Lenalidomide is an effective component of induction and maintenance therapy for multiple myeloma, though with a risk of secondary malignancies, including acute lymphoblastic leukemia (ALL). In contrast to therapy-related myeloid neoplasia, lenalidomide-associated lymphoblastic neoplasia remains poorly characterized. We conducted a dual institution retrospective study of 32 ALL cases that arose after lenalidomide maintenance (all B-lineage, 31/32 BCR::ABL-negative). B-cell ALL (B-ALL) was diagnosed at median 54 months (range, 5-119) after first exposure to lenalidomide and after median 42 months of cumulative lenalidomide exposure (range, 2-114). High incidence of TP53 mutations (9/19 evaluable cases) and low hypodiploidy (8/26 patients) were identified. Despite median age of 65 years and poor-risk B-ALL features observed in the cohort, rates of complete response (CR) or CR with incomplete hematologic recovery were high (25/28 patients receiving treatment). Median event-free survival was 35.4 months among treated patients (not reached among those undergoing allogeneic hematopoietic cell transplantation [HCT]). Sixteen patients remain alive without evidence of B-ALL after HCT or extended maintenance therapy. We also describe regression of B-ALL or immature B-cell populations with B-ALL immunophenotype after lenalidomide discontinuation in 5 patients, suggesting lenalidomide may drive leukemic progression even after initiation of lymphoblastic neoplasia and that lenalidomide withdrawal alone may be an appropriate first-line intervention in selected patients. Monitoring for early B-ALL-like proliferations may offer opportunities for lenalidomide withdrawal to prevent progression. Established combination chemotherapy regimens, newer surface antigen-targeted approaches, and allogeneic HCT are effective in many patients with lenalidomide-associated B-ALL and should be offered to medically fit patients.

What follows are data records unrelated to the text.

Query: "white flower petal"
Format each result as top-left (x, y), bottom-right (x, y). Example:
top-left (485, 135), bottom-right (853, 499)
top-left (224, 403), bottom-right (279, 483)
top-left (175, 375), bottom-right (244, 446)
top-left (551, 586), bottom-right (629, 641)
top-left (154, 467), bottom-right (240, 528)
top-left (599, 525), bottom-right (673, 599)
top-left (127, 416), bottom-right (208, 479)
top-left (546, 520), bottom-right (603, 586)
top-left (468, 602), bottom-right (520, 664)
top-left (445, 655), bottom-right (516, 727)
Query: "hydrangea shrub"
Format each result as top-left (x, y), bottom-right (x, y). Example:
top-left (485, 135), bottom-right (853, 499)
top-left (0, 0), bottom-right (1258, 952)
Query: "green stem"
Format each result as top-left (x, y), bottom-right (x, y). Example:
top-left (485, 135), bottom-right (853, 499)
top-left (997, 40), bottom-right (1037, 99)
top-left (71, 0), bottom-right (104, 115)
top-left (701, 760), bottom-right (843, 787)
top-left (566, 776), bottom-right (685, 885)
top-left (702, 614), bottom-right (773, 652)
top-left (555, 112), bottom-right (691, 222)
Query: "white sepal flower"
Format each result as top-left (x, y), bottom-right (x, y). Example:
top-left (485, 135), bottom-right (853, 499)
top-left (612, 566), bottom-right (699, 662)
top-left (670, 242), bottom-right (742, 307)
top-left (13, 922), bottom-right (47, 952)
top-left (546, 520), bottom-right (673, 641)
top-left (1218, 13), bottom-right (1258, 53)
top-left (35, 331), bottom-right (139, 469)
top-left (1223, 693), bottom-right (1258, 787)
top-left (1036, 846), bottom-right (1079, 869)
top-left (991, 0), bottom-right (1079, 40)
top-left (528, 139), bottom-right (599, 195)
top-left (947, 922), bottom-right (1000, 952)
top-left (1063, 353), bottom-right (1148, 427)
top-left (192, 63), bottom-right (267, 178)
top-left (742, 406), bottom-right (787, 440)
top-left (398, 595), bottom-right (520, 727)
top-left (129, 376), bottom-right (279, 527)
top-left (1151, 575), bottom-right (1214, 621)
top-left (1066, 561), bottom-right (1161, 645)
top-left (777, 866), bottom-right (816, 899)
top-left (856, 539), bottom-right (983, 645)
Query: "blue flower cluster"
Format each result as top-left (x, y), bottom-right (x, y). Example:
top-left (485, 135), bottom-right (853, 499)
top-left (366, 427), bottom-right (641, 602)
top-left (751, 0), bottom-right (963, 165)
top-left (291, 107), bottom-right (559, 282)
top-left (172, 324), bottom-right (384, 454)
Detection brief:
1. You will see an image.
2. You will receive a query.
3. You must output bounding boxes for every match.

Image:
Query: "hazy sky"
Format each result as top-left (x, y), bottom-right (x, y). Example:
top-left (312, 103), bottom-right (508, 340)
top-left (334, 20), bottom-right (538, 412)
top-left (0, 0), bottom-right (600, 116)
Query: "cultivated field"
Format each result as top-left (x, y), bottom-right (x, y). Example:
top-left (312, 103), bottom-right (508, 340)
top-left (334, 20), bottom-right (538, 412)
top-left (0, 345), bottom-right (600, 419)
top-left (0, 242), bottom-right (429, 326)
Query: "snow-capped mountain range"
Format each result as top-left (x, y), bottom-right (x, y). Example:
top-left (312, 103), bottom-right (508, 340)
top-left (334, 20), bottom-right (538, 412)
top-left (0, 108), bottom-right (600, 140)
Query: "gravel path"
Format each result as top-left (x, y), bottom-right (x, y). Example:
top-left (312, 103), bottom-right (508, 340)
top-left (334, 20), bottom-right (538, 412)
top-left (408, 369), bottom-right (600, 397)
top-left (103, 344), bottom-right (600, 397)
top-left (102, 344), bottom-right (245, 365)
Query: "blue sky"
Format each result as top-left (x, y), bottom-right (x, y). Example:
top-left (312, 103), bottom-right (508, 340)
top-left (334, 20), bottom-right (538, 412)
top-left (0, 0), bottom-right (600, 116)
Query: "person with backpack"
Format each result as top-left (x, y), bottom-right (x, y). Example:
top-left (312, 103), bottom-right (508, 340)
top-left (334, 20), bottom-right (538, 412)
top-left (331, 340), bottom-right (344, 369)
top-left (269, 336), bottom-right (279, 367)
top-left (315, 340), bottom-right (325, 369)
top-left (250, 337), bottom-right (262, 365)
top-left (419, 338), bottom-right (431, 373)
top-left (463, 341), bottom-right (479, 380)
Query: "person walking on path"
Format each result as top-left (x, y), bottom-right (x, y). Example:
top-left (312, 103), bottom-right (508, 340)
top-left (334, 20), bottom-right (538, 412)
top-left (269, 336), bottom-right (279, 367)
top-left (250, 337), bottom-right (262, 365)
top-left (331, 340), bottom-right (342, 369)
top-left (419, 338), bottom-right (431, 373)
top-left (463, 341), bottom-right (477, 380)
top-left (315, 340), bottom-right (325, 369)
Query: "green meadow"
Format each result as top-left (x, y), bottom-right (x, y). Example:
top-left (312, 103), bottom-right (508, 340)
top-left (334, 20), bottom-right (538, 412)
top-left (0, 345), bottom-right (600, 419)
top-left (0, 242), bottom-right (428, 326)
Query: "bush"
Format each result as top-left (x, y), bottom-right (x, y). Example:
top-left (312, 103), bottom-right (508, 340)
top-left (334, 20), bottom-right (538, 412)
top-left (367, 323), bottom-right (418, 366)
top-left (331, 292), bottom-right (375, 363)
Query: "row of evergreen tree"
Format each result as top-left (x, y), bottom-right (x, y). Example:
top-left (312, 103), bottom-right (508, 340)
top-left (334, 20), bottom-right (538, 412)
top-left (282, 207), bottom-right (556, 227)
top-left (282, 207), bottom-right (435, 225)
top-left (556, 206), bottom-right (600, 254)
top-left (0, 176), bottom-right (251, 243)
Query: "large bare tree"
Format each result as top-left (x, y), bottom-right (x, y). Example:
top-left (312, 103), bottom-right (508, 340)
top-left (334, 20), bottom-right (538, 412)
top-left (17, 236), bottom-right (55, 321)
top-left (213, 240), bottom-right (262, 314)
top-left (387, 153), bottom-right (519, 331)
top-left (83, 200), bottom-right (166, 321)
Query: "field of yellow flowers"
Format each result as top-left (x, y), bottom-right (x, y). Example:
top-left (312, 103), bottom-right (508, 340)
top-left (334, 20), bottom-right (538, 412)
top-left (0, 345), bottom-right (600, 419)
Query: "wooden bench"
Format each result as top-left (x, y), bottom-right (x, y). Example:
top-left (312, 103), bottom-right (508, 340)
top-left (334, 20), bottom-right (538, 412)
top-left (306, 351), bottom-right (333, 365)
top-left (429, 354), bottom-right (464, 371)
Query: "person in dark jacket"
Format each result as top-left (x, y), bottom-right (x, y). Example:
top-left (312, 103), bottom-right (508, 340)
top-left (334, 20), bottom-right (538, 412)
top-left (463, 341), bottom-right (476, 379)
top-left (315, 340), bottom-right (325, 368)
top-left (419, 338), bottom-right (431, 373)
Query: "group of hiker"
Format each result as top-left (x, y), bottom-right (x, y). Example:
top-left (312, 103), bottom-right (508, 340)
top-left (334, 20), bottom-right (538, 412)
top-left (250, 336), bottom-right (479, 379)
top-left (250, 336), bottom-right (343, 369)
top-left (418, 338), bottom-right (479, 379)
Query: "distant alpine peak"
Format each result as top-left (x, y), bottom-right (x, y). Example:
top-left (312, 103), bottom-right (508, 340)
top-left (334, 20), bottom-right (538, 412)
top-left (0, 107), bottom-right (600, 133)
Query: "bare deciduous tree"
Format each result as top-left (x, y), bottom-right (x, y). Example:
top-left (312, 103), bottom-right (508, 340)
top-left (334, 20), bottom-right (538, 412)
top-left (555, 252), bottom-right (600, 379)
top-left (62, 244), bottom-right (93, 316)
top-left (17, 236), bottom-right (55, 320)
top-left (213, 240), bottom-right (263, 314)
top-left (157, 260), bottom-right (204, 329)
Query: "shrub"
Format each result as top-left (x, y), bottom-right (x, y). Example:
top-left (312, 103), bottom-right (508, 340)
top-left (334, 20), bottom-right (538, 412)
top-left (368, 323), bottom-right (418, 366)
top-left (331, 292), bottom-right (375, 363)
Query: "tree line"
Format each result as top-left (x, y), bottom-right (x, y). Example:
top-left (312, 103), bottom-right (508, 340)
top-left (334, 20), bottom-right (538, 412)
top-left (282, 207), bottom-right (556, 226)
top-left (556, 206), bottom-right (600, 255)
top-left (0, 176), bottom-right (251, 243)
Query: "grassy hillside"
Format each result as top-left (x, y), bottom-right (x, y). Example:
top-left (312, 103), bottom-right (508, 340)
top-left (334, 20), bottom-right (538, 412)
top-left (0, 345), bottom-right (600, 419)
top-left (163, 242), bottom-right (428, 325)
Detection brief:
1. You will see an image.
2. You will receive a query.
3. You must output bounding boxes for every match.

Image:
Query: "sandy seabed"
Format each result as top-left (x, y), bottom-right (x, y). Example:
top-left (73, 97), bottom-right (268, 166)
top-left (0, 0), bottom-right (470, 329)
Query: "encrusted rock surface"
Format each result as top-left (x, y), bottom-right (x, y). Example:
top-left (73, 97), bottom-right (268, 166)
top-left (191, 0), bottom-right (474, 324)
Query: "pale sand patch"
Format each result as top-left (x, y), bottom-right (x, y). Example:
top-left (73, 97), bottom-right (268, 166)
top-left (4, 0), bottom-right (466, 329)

来那度胺是多发性骨髓瘤诱导和维持治疗的有效药物,但有发生继发性恶性肿瘤的风险,包括急性淋巴细胞白血病(ALL)。与治疗相关性髓系肿瘤不同,来那度胺相关的淋巴母细胞肿瘤的特征仍不清楚。我们对 32 例接受来那度胺维持治疗后发生的 ALL 病例进行了一项双机构回顾性研究(均为 B 细胞系,31/32 BCR::ABL 阴性)。B 细胞 ALL(B-ALL)在首次接触来那度胺后中位时间 54 个月(范围 5-119)时诊断,中位累积来那度胺暴露时间 42 个月(范围 2-114)。发现 9/19 例可评估病例中有高发生率的 TP53 突变和低低二倍体性(26 例患者中有 8 例)。尽管该队列中观察到中位年龄为 65 岁和高危 B-ALL 特征,但完全缓解(CR)或不完全血液学恢复的 CR 率较高(28 例接受治疗的患者中有 25 例)。治疗患者的中位无事件生存时间为 35.4 个月(接受异基因造血细胞移植[HCT]的患者未达到)。16 例患者在 HCT 或延长维持治疗后无 B-ALL 存活且无证据。我们还描述了在 5 例患者中断来那度胺后,B-ALL 或具有 B-ALL 免疫表型的不成熟 B 细胞群消退,表明即使在发生淋巴母细胞肿瘤后,来那度胺仍可能驱动白血病进展,单独停药可能是某些患者的合适一线干预措施。监测早期 B-ALL 样增殖可能为来那度胺停药以防止进展提供机会。许多接受来那度胺相关 B-ALL 治疗的患者对既定联合化疗方案、新型表面抗原靶向治疗和异基因 HCT 有效,应向符合条件的患者提供这些治疗。